El por qué de nuestro fracaso
Ir al mundo «con ejército o con fuerza» es ir como leones. Ir al mundo «con el Espíritu» es ir como ovejas (Zac. 4:6). Nuestras armas para revolucionar no son, pues, las huelgas, las protestas, la quema de neumáticos, las piedras, sino el perdón, el amor, la paciencia, la misericordia, la solidaridad. No es reclamando nuestros derechos ni defendiendo los derechos humanos que llevaremos a cabo la revolución del Cordero, sino guardando los derechos divinos.

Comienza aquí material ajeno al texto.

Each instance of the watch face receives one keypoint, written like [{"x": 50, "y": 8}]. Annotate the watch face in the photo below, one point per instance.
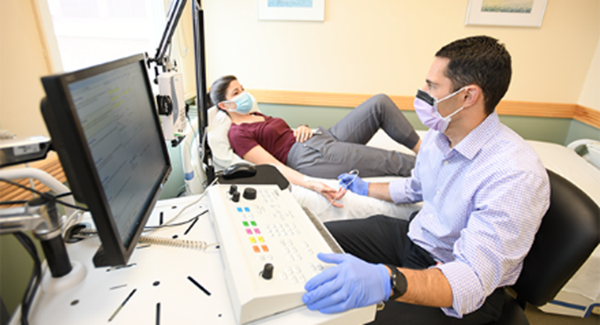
[{"x": 399, "y": 284}]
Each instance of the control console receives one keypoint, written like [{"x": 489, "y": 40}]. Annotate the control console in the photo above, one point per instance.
[{"x": 269, "y": 247}]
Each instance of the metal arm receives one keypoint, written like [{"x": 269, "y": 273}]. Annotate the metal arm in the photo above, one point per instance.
[{"x": 41, "y": 217}]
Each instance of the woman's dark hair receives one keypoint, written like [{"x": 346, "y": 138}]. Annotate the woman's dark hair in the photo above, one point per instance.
[
  {"x": 482, "y": 61},
  {"x": 218, "y": 90}
]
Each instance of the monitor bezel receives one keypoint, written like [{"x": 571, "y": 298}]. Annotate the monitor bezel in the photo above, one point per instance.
[{"x": 68, "y": 140}]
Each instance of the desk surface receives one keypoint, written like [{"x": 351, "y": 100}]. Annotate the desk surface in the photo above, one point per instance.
[{"x": 161, "y": 276}]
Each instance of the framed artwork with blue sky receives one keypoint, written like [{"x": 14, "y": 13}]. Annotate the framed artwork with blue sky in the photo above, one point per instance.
[{"x": 303, "y": 10}]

A quien no puede juzgar espiritualmente las cosas le resultará, en cambio, de lo más normal, por ejemplo, la reacción de Marx, cuando en su tesis 11 sobre Feuerbach, en que critica su idealismo, dice: «Hasta ahora los filósofos se han dedicado a interpretar el mundo; lo que ahora hay que hacer es transformarlo». O la reacción del Che Guevara que toma las armas en contra de la injusticia. Sin embargo, ello es hacer la revolución en términos mundanos que no garantizan en lo absoluto, ni la victoria ni la reivindicación de la injusticia.
Hermanos, el cristianismo en general sigue fracasando hasta el día de hoy, porque muchas veces pretendemos llevar a cabo la revolución del Cordero con métodos del mundo, con armas, pero no espirituales. Nos quejamos, criticamos, desobedecemos, peleamos, discutimos, argumentamos, nos defendemos, nos vengamos, nos dividimos, no perdonamos. Olvidamos que el Cordero no abrió su boca; era un cordero mudo. En nuestra forma de batallar, en cambio, hay mezcla. La revolución del Cordero exige, pues, que seamos radicales o, de otra manera, seguiremos fracasando en nuestro cometido.

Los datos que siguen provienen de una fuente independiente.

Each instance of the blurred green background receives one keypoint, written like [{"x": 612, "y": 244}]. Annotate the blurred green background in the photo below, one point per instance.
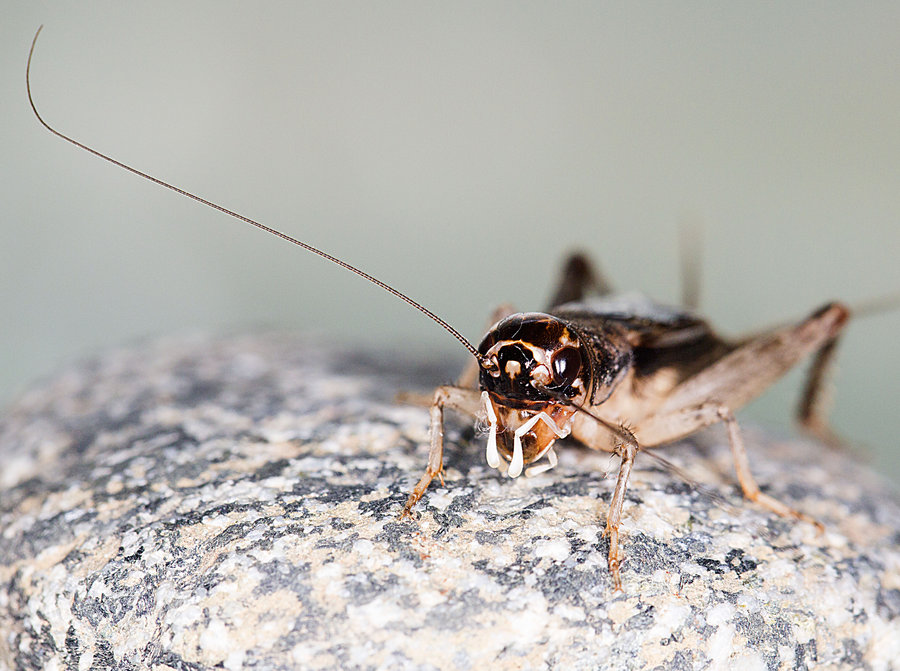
[{"x": 457, "y": 151}]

Si nuestra forma de revolucionar no es llevada a cabo absoluta y radicalmente a la manera del Cordero, jamás tendrá garantía de victoria. Apocalipsis 14:1-5 dice de los vencedores que «éstos son los que siguen al Cordero por dondequiera que va». Los vencedores no siguen al Cordero sólo una parte del camino; no seleccionan en qué tramos seguirlo. No, los vencedores siguen al Cordero por dondequiera que va. Sólo de esa manera podremos revolucionar con la revolución del Cordero. No hay otra alternativa ni hay otra manera de hacerlo.
La relatividad de esta victoria
Es cierto que esto nos coloca en una posición de máxima fragilidad y vulnerabilidad frente al mundo. Da pie para que seamos abusados y explotados sin tener otro recurso de amparo que «encomendar la causa al que juzga justamente». De hecho no son pocos los que en el pasado, aprovechándose de esta «debilidad», han usado, manipulado y abusado de los creyentes.
Claro ejemplo de esto es lo dicho por Napoleón en una parte del texto del Consejo de Estado del 4 de marzo de 1806: «¿Qué hace que el pobre halle tan normal que humeen diez chimeneas en mi palacio, mientras él se muere de frío? ¿Que yo tenga diez vestidos en mi guardarropa, mientras él anda desnudo? ¿Que tenga en cada comida sobre mi mesa lo que alimentaría a su familia durante una semana? Es la religión quien le dice que en otra vida yo seré su igual y que incluso tiene probabilidad de ser allá más feliz que yo». Aunque produzcan indignación las palabras de Napoleón, no hay duda que algo de razón tiene.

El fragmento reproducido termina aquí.